One night, he prowled his chamber until the wine blurred his vision. His chaise became his battlefield, velvet cushions crushed beneath his restless body as he fell into them, staring at the ceiling. The roses in the west garden had begun to wilt, their petals curling black at the edges, heads drooping as though in mourning. He told himself they missed Clyde’s silence more than he did.

But when he finally collapsed into bed, he reached beneath his pillow and touched the corner of Clyde’s last letter. The parchment was worn soft, the ink faded where his fingers had traced the words too often.

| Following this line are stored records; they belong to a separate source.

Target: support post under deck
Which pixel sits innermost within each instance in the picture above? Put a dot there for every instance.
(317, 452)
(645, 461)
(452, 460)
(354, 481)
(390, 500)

“You bastard,” he whispered into the darkness. His voice cracked, breaking on the word. “If you don’t write, I’ll come drag you back myself.”

The silence answered him, louder than any battlefield.

Snow fell like ash over the warfront.

It clung to armour, to tents, to the bodies laid beneath white sheets, softening their outlines into something too quiet, too gentle for the truth beneath. It crept into boots, numbed fingersuntil they could barely hold a sword, and froze the air in men’s lungs until every breath felt stolen.

Clyde sat on a half-rotted log outside his tent, the snow gathering in his hair and melting down his collar. His gloves were stiff with blood that no scrubbing seemed to banish. He’d washed them in the stream twice already, until his fingers cracked from cold, but the stains remained—a shadow, a ghost, like all the others that followed him.

Behind him, the camp murmured. A boy named Renn, no older than seventeen, hummed a lullaby in the dark, his voice cracked and low, breath rising in clouds. He sang for comfort, or for memory, or to keep from crying. Clyde ignored it. He had no lullabies left in him.